Machu Picchu! Or, I finally made it to Machu Picchu…

Well, it only took four and a half months, but I have finally been to the “Eighth Wonder of the World”, and the primary reason that so many thousands of people plan trips to Peru every year. I’ll admit; I was skeptical at first. There’s something about destinations with that much hype surrounding them that makes me shy away altogether…that and I am on the ‘budget plan’ and didn’t quite see how I could justify the $150-200 it takes to get in the gate including trains, buses and entrance fees.
But, I will say right now: Machu Picchu is absolutely amazing and visitors are right to make it the lynch pin in their travel plans. It’s also worth every penny of the cost to experience this Inca sanctuary carved into the side of a mountain 9,000 and something feet above sea level.
Despite the number of other visitors exploring what was once (according to my guide anyway) a sanctuary where upper-class Incas retreated to learn more about astronomy and be closer to their gods, I felt like I had my own experience with my own perspectives.
The setting alone is magnificent. The intricately designed and constructed buildings and agricultural terraces are on a mountain surrounded by other soaring peaks in a high-altitude jungle landscape. The morning I arrived clouds were drifting between the peaks and around the iconic city; creating the sort of peaceful, mysterious energy that’s been described by so many visitors before me. After a short walk up the trail from the entrance gate you get a wise open view of the sheer scale and beauty of the place and it’s impossible not to imagine what it would be like to be a member of the Inca civilization entering the city hundreds of years ago.

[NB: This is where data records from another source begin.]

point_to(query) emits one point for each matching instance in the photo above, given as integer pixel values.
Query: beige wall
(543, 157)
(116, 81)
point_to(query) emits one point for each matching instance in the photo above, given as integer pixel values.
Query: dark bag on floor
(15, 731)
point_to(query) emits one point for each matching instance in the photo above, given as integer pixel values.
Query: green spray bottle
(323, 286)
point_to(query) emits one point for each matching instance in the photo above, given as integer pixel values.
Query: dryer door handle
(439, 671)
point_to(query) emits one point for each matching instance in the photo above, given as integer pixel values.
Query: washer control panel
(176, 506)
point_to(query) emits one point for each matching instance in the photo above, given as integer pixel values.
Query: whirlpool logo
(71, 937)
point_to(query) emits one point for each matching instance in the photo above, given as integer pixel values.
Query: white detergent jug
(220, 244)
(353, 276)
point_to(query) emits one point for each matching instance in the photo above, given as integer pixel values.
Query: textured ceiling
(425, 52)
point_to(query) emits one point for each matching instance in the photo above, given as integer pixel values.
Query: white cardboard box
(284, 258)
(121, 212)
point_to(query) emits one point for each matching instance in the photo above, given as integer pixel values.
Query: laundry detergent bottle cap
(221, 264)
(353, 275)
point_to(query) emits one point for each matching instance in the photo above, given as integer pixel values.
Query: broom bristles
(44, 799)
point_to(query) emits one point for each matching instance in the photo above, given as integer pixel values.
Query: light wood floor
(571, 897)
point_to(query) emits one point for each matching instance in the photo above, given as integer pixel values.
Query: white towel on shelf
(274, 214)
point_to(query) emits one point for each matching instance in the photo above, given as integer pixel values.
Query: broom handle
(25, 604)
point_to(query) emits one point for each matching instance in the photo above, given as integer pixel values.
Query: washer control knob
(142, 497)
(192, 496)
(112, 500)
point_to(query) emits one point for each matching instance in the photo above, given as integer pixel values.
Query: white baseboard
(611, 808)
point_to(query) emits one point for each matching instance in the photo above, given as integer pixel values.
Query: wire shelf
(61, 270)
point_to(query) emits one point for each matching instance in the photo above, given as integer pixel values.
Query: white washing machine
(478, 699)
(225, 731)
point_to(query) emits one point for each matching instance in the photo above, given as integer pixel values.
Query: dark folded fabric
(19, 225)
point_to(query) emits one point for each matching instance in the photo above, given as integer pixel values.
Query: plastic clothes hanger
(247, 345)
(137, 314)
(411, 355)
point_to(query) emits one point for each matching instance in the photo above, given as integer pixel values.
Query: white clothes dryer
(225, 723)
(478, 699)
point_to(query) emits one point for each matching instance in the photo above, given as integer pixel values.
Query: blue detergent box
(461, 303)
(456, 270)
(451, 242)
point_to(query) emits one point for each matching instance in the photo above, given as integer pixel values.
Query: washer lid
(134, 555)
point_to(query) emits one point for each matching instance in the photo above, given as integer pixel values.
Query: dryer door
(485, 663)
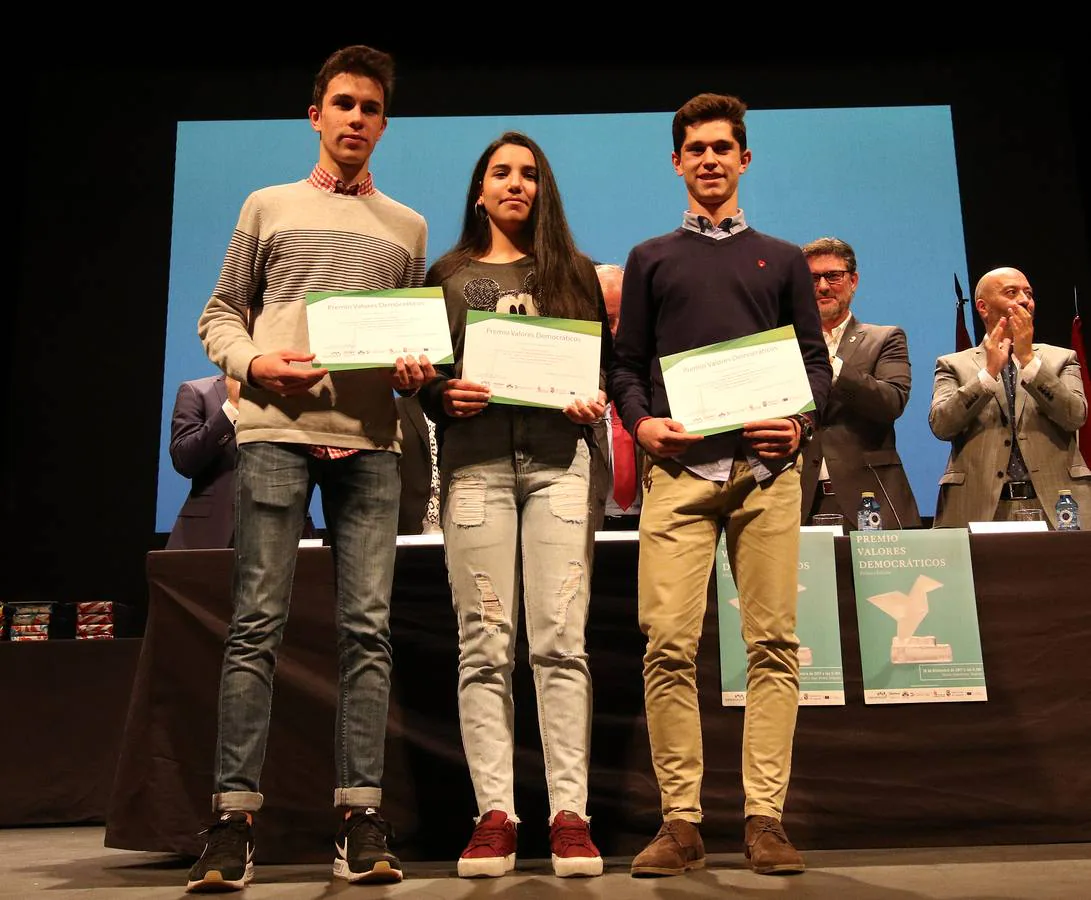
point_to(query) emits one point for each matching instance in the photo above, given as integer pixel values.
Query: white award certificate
(370, 330)
(530, 360)
(723, 386)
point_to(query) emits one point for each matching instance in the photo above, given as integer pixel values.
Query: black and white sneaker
(228, 859)
(361, 850)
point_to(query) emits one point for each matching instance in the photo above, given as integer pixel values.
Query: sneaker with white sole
(491, 850)
(227, 862)
(574, 853)
(362, 854)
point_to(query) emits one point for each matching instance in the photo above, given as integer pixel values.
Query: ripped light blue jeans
(516, 496)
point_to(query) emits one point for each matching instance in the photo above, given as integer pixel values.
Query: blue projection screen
(883, 179)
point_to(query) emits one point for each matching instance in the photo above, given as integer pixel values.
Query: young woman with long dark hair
(516, 497)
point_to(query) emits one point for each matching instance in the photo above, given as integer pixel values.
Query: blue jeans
(360, 503)
(516, 519)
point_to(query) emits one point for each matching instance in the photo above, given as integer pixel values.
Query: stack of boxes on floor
(30, 621)
(94, 620)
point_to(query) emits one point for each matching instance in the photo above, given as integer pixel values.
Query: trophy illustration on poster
(909, 610)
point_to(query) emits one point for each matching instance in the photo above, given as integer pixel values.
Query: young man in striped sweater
(298, 427)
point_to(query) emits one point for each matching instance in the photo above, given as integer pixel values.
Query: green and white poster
(918, 613)
(820, 678)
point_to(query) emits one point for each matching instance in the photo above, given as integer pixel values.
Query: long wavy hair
(561, 291)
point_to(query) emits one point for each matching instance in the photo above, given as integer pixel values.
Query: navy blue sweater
(684, 290)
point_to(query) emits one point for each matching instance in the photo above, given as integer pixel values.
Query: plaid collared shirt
(324, 181)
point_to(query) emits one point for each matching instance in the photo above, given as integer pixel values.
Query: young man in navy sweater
(714, 279)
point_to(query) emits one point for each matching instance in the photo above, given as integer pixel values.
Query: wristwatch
(806, 429)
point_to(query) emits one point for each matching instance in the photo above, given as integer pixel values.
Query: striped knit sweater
(292, 239)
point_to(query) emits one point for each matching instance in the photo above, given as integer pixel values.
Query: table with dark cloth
(1010, 770)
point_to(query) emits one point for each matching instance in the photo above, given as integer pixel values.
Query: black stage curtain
(1010, 770)
(63, 718)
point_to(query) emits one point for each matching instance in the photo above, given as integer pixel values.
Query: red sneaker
(491, 850)
(570, 838)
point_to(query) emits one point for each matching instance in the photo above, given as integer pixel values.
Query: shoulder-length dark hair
(561, 291)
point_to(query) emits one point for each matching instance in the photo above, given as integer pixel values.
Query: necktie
(624, 461)
(1017, 468)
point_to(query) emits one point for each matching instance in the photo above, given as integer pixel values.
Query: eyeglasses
(832, 277)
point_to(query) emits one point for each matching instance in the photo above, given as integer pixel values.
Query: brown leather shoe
(676, 848)
(768, 849)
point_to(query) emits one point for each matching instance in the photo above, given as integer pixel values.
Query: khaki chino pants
(680, 526)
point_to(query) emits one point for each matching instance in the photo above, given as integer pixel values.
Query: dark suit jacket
(202, 448)
(856, 432)
(416, 466)
(974, 418)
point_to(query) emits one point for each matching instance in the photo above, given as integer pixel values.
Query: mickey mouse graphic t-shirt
(506, 288)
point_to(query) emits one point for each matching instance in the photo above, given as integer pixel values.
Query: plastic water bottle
(868, 517)
(1068, 512)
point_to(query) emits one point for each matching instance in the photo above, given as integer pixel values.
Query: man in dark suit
(202, 448)
(853, 449)
(419, 475)
(1010, 408)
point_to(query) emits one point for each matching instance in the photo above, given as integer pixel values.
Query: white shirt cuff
(1028, 373)
(231, 412)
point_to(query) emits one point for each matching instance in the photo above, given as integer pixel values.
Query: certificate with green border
(532, 360)
(372, 328)
(722, 386)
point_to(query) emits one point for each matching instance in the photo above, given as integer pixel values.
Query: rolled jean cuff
(237, 802)
(358, 797)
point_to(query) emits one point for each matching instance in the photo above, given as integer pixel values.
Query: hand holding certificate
(372, 330)
(532, 360)
(724, 386)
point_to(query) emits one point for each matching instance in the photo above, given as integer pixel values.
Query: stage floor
(71, 862)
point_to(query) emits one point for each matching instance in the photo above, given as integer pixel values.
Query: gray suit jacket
(856, 434)
(974, 418)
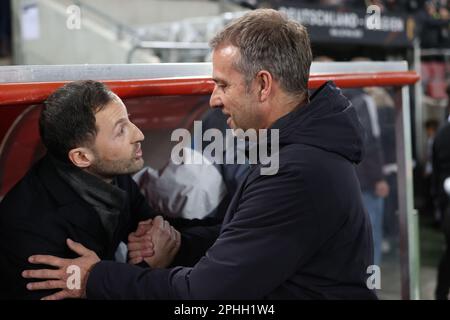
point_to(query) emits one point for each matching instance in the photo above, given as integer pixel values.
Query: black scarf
(106, 199)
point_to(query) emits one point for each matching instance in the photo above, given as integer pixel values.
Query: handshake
(155, 242)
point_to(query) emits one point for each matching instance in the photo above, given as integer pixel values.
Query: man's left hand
(63, 277)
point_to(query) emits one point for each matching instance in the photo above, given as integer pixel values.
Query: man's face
(117, 147)
(230, 91)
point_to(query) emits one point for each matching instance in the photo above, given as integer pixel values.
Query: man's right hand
(165, 239)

We hired a local guide at the entrance gate, and she was very kind and knowledgeable about the sanctuary’s history and the people who built it hundreds of years ago. Unfortunately, her English was difficult to understand…which may be another great reason to go through a reputable tour operator whose guides are screened for language abilities. Again, I don’t mean to belittle my guide – I would pity a native Spanish speaker forced to suffer through my stumbling delivery of even basic concepts.
After the tour we explored on our own, filling up the memory cards in our cameras with every perspective of every amazing view. My father’s friend and I then hiked up Wayna Picchu, the peak towering over Machu Picchu…I’ll detail that later.
Overall the day at Machu Picchu will stick in my memory as an incredible experience. Just a few tips: bring water and a couple of snacks because the only snack bar is at the entrance gate – and is incredibly overpriced. Also bring sunscreen and a sun hat, as well as rain gear. The sun in the high jungle is intense, and the weather can change quickly. And definitely don’t forget camera batteries; otherwise you’ll be trying to explain how unforgettable the place is via postcards.